De opgeheven kris, die zoo juist een tak orchideeën door midden had gesneden, zonk neer; de groote oogen van den jongen man vlamden op, zijn neusvleugels trilden.

„En waarom zou hij dat niet doen, Kiai? Ben ik minder dan de bleeke mannen, die lager rang in het leger bekleeden dan ik? Waarom zou hij zich schamen mij openlijk te geven wat toch reeds het mijne is, want Nonna Suzanna is mijn vrouw. Zij zal mijn vrouw blijven, mijn eenige! Denkt de Edele Heer omdat mijn kleur donker is, dat ik zijn dochter niet kan liefhebben en trouw zijn, zooals geen zijner blanke vrienden het zou wezen?”

„’t Zal u niet baten, mijn Zoon!

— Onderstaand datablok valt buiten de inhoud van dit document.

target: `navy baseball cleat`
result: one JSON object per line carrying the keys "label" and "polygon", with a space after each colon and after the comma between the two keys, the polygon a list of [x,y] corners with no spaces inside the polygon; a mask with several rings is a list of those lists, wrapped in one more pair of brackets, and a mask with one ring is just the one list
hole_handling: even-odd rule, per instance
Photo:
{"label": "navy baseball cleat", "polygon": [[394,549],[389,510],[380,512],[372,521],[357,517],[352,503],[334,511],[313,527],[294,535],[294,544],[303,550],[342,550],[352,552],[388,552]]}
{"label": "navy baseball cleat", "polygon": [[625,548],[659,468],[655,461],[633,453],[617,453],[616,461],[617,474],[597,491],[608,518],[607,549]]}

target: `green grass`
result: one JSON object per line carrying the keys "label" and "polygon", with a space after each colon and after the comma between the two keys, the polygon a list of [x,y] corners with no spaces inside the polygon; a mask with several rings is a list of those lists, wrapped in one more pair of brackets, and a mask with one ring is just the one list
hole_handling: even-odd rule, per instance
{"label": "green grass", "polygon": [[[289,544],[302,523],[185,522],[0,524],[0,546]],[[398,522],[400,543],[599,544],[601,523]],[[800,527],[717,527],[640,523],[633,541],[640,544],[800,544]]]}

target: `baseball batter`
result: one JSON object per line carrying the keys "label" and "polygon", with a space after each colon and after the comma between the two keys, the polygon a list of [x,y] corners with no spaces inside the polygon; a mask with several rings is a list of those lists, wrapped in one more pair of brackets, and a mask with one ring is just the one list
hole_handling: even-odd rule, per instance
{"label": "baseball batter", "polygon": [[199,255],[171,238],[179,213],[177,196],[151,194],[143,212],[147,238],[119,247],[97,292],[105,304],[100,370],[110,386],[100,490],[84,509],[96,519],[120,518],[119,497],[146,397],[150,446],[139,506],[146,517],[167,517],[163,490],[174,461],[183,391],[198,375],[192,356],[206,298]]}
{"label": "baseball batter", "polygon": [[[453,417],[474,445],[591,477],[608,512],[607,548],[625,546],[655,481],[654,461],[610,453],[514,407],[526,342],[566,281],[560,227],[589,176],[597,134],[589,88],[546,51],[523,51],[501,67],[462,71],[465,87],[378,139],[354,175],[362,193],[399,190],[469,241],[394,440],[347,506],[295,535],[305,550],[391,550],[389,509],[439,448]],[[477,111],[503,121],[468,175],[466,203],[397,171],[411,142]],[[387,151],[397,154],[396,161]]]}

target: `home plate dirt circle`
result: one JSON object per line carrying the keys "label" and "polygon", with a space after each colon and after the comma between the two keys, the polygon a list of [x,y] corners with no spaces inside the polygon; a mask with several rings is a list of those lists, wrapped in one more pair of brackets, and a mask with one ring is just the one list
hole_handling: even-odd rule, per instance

Eer neemt gindsche berg weer de gestalte aan van den machtigen koning, dan dat een blanke man zijn dochter uithuwelijkt aan een slaaf.”

„Maar ik ben geen slaaf meer, ik ben officier in dienst der Edele Compagnie; ik wil de gelijke worden van de Hollanders in alles, zelfs in hun godsdienst zoo ’t zijn moet.” [6]

„Ge zoudt den Profeet verlaten, Sie Oentoeng!”

„Zooals ik eenmaal Batoro Shiwa verliet; ge weet dat ik Balinees en Hindoe ben en dus nooit anders dan met de lippen uw Profeet heb vereerd. De godsdienst van Suzanna trok mij aan, meer dan de uwe Kiai, ik zou dien gaarne omhelzen als ik aan haar uitgehuwelijkt mocht worden in haar tempel.”

„Hebt ge ooit den kalong en de duif zien paren, mijn Zoon? Nimmer, niet waar? Evenmin zal wit en zwart ooit één worden in den tempel der blanken!”

„En onze donkere vrouwen dan? Die versmaadt de blanke niet; zoude ik, hun gelijke in dapperheid en kracht, haar die mij liefheeft niet volgens haar wetten de mijne mogen noemen?”

„Geen wetten of adats gebruikt de Christen als hij een dochter van Java tot vrouw neemt.”

„Ik heb Suzanna volgens de gebruiken van mijn land gehuwd.”

„Daarom liet haar vader u opsluiten in afwachting dat gij doodgegeeseld zoudt worden.”

„Dien smaad ben ik ontkomen; nooit anders had ik mijn kris opgeheven tegen Suzanna’s volk, maar toen, ge weet zelf Kiai, in welken toestand ik was. Mijn meester, die mij met vriendschaps- en gunstbewijzen had overladen, als ware ik zijn eigen kind geweest, overstelpte mij met zijn toorn; in de gevangenis moest ik mijn lot wachten.”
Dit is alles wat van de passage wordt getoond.